The main thing to consider during these uncertain times is how your business is being affected by this situation. For sales teams, we have a handy breakdown of sectors that have been highly impacted vs. ones that have been less impacted. However, marketers also need to consider the position that their own company is in, not just those of their target audiences. In order to know how to go to market right now, decide where your business fits in these three categories: Directly Harmed, Directly Benefiting or Indirectly Affected.

Directly Harmed

Sectors that have been directly harmed align with the ‘highly impacted’ sectors mentioned in the blog above. These tend to be things like Travel, Entertainment, Restaurants, etc. These are businesses that are now at risk because of the current market. If your business has begun to see revenue loss and client drop off, you likely belong in this category.

For businesses that have been directly harmed by the current climate, this is a great time to brand build. You know that customers are not going to be buying your product or service at the moment, so put your resources somewhere other than lead generation. This might feel scary or uncomfortable but, rest assured, your brand will thank you for it. Start creating content about your brand that is both helpful and light-hearted. This is the time to remind customers that you are here, you are in the same position as them, and you are confident in your ability to make it through this. Now is the time to embrace the Attract phase of the Inbound flywheel model.  

Read More: A simple guide to planning your inbound strategy

Directly Benefiting

It probably feels as though there aren’t any companies benefiting from the current situation, but that isn’t true. Even before the full lockdown, some sectors were seeing unprecedented growth in sales. While certain retailers who were succeeding up until lockdown have had sharp drop-offs due to store closures, other industries are still moving at a rapid pace. These companies are likely to be in sectors such as medical manufacturing, online streaming services, technology (particularly around enhancing working from home capabilities), and eCommerce.

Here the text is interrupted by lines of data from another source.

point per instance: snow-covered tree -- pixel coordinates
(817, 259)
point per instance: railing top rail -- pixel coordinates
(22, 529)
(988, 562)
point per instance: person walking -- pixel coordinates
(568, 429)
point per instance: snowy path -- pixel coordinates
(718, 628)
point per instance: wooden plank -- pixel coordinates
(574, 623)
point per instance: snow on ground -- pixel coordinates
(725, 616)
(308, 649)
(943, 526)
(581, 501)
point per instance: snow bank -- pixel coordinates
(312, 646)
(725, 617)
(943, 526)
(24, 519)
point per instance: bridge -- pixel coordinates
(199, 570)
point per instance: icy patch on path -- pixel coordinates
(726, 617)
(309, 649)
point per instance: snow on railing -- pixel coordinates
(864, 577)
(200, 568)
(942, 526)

If your business falls into the directly benefiting category, this presents you with a unique opportunity. During this upheaval, customers are responding best to companies that are using their upward turn in profit toward helping to make the situation more manageable, more bearable, and safer. Great examples are the distilleries producing hand sanitiser, the YouTubers setting up fundraisers or donating profits, and other organisations that may be donating time or resources. It’s important to only be going to market with the message of being there for others during this time. While we are still in the early stages of this crisis, no one needs to hear about your company’s successes or new features. Unless those new features are directly benefiting the world at large.

It’s time to embrace your company’s philanthropic side and encourage that behaviour throughout your company culture. Businesses that are directly benefiting from these times will see the most ongoing benefit from reminding their audiences that they are still forging ahead for more than just the bottom line. If you don’t have anything in place currently, consider developing an aid strategy to deploy quickly.

Indirectly Affected

The third category of sectors is harder to identify. These are companies who have only really been affected because of their customers being affected. Places like stock photo libraries and website hosting companies. For these companies, knowing the right approach can be the most difficult of all. Unlike the previous two categories, income isn’t going to be the deciding factor for how to go to market. Instead, this category needs to pay close attention to its customers.

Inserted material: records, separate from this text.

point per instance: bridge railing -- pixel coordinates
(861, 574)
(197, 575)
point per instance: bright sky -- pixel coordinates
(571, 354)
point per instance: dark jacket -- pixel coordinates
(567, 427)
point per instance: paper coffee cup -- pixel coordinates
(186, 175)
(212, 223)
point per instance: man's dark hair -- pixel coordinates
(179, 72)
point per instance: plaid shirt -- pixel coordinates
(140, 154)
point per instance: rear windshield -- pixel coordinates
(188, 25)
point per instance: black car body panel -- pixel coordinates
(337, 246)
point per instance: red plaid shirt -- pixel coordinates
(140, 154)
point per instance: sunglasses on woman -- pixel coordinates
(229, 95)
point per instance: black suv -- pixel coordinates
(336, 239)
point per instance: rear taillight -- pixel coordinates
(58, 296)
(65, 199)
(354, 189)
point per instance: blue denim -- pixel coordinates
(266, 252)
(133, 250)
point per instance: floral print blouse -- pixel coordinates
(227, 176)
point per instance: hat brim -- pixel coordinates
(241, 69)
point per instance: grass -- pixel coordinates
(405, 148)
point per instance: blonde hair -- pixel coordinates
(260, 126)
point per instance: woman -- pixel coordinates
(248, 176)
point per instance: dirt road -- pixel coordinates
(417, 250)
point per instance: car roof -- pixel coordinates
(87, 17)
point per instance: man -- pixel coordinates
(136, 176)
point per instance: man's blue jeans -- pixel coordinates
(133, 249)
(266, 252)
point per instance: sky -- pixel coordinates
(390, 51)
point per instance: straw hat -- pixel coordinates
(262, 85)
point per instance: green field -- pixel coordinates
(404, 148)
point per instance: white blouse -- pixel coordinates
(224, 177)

Businesses that are indirectly affected will need to listen to their customer needs and buyer personas in order to discover how to move forward. These companies should research the direct problems that their users are facing and find solutions to them. While that is always the goal of inbound marketing, the current climate demands a more careful ear and more tailored solutions. People are in need of many different kinds of answers and help. Find out what your customers are struggling with most and make content that provides them with simple and actionable help. This can take the form of a guide or videos. It could be any kind of resource. The most important thing for this category of organisations is to do some active listening and solve problems.

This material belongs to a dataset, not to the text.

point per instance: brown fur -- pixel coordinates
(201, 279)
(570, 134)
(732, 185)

Though the times ahead are uncertain and changes will, inevitably, occur, there are clear directions your marketing needs to take for your business to come out of this situation stronger than it went into it. Think of this as an opportunity to really test your mettle and be more thoughtful and courageous with your marketing than you may have been in the past. We are going through a crucible and no organisation will come out unchanged. It is up to you and your teams to decide to rise to this challenge and come out as something better.